El frenesí de la vida diaria arrastra al hombre a
situaciones de estrés, violencia, cansancio, pérdida de referencia y de
valores. Progresivamente, la exigencia de su proyección laboral y profesional
lo va llevando a un ritmo vertiginoso, situándolo al límite de la angustia,
hasta convertirlo en un adicto a la aceleración que ya no puede parar. Es como
si jugara a la ruleta con su vida, el estrés y la ansiedad. Y así comienzan
muchas patologías.
Antes se hablaba mucho del valor del ser frente al tener.
Hoy damos culto al hacer por encima
del ser. Y nos volvemos dependientes de la actividad frenética.

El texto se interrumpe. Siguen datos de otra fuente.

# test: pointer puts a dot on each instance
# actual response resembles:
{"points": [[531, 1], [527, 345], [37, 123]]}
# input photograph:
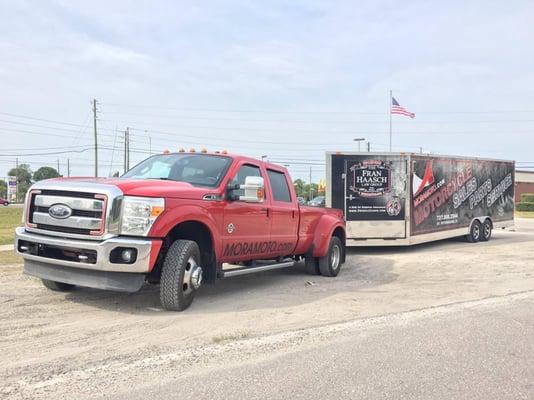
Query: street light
{"points": [[359, 140]]}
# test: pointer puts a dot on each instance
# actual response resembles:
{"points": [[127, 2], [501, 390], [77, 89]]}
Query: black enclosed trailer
{"points": [[409, 198]]}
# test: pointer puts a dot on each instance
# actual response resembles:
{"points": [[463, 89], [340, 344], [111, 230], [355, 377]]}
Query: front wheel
{"points": [[330, 264], [181, 275]]}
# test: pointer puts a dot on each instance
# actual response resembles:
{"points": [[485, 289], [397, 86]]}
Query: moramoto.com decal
{"points": [[256, 248]]}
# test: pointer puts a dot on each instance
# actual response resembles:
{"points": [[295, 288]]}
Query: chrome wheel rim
{"points": [[487, 230], [335, 257], [192, 276], [476, 232]]}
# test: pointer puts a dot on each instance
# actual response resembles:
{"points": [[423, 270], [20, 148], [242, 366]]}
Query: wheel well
{"points": [[340, 233], [199, 233]]}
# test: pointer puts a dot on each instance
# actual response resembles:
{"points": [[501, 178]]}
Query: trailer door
{"points": [[375, 191]]}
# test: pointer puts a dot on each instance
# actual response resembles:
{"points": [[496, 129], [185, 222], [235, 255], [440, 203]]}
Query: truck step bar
{"points": [[260, 268]]}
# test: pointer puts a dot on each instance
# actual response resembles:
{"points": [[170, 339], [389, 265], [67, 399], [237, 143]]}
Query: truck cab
{"points": [[177, 219]]}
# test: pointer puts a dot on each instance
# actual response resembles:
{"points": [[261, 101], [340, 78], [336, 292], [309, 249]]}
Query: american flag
{"points": [[396, 108]]}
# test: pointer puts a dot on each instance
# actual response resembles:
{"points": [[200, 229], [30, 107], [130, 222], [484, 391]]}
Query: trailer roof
{"points": [[405, 153]]}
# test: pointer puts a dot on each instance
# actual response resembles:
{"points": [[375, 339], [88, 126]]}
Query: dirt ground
{"points": [[84, 342]]}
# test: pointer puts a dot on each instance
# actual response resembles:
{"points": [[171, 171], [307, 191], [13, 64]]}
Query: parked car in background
{"points": [[318, 201]]}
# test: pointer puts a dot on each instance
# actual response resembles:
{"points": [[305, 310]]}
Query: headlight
{"points": [[139, 214]]}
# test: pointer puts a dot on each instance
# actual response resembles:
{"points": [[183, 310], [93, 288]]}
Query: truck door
{"points": [[246, 227], [283, 212], [375, 196]]}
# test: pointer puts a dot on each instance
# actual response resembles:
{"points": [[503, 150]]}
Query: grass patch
{"points": [[524, 214], [9, 219], [9, 257], [230, 337]]}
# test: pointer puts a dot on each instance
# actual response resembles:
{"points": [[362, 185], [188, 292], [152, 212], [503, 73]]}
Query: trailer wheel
{"points": [[475, 232], [330, 264], [57, 286], [487, 228], [181, 275], [311, 265]]}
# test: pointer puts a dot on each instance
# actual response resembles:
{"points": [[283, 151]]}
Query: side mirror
{"points": [[254, 190]]}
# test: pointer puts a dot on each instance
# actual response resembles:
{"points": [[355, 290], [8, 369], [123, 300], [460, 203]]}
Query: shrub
{"points": [[527, 198], [525, 206]]}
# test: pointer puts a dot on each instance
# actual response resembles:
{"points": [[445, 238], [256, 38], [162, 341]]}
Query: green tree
{"points": [[45, 173], [299, 187], [24, 179], [3, 189]]}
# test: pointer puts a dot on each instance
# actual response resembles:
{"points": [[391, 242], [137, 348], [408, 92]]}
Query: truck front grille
{"points": [[85, 212]]}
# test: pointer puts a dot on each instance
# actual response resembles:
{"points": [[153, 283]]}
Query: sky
{"points": [[287, 80]]}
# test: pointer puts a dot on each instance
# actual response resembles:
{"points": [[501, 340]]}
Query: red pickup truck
{"points": [[178, 219]]}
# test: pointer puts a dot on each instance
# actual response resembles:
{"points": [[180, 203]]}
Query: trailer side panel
{"points": [[447, 193]]}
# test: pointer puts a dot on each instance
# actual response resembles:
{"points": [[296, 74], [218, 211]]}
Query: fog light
{"points": [[127, 255], [123, 255]]}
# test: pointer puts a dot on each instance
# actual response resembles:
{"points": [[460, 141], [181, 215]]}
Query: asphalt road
{"points": [[477, 350]]}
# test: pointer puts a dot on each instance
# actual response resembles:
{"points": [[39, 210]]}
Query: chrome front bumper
{"points": [[102, 249]]}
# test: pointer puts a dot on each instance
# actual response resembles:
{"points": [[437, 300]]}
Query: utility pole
{"points": [[390, 119], [126, 149], [311, 188], [149, 143], [96, 138]]}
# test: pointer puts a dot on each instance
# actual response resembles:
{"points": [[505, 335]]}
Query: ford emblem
{"points": [[60, 211]]}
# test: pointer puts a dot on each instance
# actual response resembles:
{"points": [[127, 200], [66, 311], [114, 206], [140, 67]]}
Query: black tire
{"points": [[311, 265], [58, 286], [177, 293], [330, 264], [487, 228], [475, 233]]}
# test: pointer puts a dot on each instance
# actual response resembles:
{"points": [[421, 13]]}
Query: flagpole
{"points": [[390, 118]]}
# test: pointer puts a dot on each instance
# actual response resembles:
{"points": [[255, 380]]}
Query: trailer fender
{"points": [[324, 230]]}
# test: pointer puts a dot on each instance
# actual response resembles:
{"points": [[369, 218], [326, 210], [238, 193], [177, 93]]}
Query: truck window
{"points": [[279, 185], [244, 171], [196, 169]]}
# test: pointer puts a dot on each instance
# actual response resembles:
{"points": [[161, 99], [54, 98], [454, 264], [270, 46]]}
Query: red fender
{"points": [[323, 232], [185, 213]]}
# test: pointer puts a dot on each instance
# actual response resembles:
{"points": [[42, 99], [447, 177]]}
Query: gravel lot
{"points": [[89, 342]]}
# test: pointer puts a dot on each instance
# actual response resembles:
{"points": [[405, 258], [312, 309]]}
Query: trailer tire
{"points": [[330, 264], [311, 265], [57, 286], [475, 233], [177, 289], [487, 228]]}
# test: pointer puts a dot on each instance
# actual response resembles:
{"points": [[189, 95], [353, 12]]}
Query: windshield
{"points": [[196, 169]]}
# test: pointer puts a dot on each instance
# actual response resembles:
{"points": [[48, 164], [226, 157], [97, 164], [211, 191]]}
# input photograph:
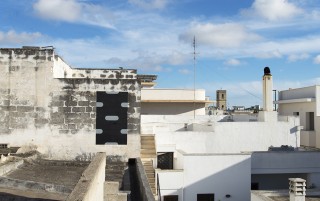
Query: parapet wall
{"points": [[47, 104]]}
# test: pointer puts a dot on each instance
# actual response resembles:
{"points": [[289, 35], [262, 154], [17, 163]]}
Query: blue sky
{"points": [[235, 39]]}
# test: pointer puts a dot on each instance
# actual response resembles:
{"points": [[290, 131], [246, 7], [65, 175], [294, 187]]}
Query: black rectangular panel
{"points": [[111, 119]]}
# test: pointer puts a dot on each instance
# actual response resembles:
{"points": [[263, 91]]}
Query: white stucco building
{"points": [[173, 101], [223, 157], [305, 103]]}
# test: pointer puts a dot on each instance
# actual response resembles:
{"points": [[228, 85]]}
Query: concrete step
{"points": [[111, 187]]}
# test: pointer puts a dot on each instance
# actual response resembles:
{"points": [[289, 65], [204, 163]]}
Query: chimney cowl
{"points": [[267, 71]]}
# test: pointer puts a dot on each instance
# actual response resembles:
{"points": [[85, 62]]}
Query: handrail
{"points": [[158, 188]]}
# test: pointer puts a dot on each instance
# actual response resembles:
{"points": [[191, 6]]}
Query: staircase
{"points": [[148, 154]]}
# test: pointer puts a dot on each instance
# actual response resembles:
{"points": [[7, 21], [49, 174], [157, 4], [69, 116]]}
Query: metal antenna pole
{"points": [[194, 77]]}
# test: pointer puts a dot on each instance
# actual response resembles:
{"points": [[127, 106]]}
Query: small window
{"points": [[254, 186], [205, 197], [170, 198], [310, 121], [165, 160]]}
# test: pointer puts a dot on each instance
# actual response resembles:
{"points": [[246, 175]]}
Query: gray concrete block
{"points": [[111, 187]]}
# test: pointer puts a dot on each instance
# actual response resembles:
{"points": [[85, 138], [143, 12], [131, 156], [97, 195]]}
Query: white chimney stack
{"points": [[267, 114]]}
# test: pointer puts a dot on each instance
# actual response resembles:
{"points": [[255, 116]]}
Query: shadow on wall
{"points": [[216, 176]]}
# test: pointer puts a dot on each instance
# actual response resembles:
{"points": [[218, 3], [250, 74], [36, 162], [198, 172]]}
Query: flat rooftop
{"points": [[65, 173], [39, 179]]}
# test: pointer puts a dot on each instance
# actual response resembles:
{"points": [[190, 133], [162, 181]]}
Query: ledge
{"points": [[300, 100]]}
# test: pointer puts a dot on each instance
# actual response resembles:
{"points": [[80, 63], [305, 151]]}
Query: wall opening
{"points": [[165, 160], [310, 121], [112, 118]]}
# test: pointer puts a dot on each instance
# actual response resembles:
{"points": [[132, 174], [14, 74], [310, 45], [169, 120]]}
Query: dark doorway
{"points": [[171, 198], [111, 118], [165, 161], [254, 186]]}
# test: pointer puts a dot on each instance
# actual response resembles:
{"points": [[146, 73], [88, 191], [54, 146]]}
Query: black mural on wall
{"points": [[111, 120]]}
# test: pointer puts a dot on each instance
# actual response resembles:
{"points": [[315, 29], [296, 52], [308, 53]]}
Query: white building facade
{"points": [[186, 102], [305, 103]]}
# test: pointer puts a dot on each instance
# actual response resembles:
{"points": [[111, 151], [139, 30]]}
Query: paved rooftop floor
{"points": [[66, 173]]}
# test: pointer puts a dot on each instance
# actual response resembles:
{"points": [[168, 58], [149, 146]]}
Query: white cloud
{"points": [[297, 57], [184, 71], [232, 62], [316, 60], [227, 35], [12, 37], [268, 54], [150, 4], [273, 9], [74, 11], [65, 10]]}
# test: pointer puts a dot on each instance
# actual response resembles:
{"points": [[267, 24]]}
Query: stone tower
{"points": [[221, 99]]}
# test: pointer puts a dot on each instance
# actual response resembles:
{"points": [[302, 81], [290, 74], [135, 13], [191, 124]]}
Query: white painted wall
{"points": [[309, 138], [172, 102], [173, 94], [227, 137], [218, 174], [305, 92], [173, 108]]}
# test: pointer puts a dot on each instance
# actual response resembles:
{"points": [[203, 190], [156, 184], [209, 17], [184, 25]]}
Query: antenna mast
{"points": [[194, 77]]}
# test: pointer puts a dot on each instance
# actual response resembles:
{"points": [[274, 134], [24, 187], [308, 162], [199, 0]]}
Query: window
{"points": [[170, 198], [165, 160], [205, 197], [310, 121], [254, 186]]}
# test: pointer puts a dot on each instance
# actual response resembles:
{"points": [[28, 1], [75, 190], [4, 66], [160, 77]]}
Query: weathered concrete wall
{"points": [[91, 184], [46, 103]]}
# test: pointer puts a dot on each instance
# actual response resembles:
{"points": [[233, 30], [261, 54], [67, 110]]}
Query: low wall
{"points": [[4, 169], [91, 184]]}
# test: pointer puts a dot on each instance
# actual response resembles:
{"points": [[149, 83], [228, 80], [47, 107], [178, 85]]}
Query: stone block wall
{"points": [[45, 103]]}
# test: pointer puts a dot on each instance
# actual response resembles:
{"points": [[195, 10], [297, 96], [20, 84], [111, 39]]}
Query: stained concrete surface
{"points": [[66, 173]]}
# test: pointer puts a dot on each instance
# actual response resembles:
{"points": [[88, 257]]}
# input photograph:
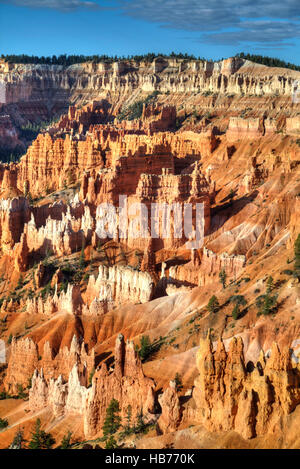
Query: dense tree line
{"points": [[67, 60], [269, 61]]}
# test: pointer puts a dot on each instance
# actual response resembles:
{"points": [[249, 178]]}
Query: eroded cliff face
{"points": [[234, 75], [126, 383], [68, 287]]}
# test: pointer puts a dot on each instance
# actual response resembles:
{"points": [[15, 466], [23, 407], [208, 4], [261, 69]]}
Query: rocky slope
{"points": [[76, 299]]}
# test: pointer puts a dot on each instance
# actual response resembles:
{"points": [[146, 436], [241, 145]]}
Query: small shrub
{"points": [[3, 423]]}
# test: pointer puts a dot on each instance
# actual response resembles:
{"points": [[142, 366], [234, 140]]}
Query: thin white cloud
{"points": [[222, 21]]}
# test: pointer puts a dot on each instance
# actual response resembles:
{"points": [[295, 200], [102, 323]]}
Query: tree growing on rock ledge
{"points": [[267, 304], [40, 439], [223, 278], [111, 424], [297, 257], [213, 305]]}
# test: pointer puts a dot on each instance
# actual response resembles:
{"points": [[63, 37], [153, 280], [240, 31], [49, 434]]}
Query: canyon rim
{"points": [[149, 251]]}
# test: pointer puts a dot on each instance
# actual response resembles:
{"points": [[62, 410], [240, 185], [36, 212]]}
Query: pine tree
{"points": [[40, 439], [213, 305], [145, 349], [127, 427], [297, 257], [178, 382], [18, 441], [112, 420], [82, 257], [223, 278], [111, 443], [236, 312], [65, 442]]}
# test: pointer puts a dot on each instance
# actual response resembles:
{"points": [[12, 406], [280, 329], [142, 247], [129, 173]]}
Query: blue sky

Hasta que,
cuando menos lo esperamos, salta la alarma en forma de diferentes
manifestaciones psicosomáticas que revelan un profundo vacío existencial.
Surgen la amargura, la tristeza, la depresión y los accidentes
cardiovasculares, las alteraciones neuronales, las adicciones, los malestares
crónicos… en algunos casos, hasta la muerte. No nos damos cuenta de que estamos
metidos en una carrera de ratas que
nos lleva a la desintegración total de la persona.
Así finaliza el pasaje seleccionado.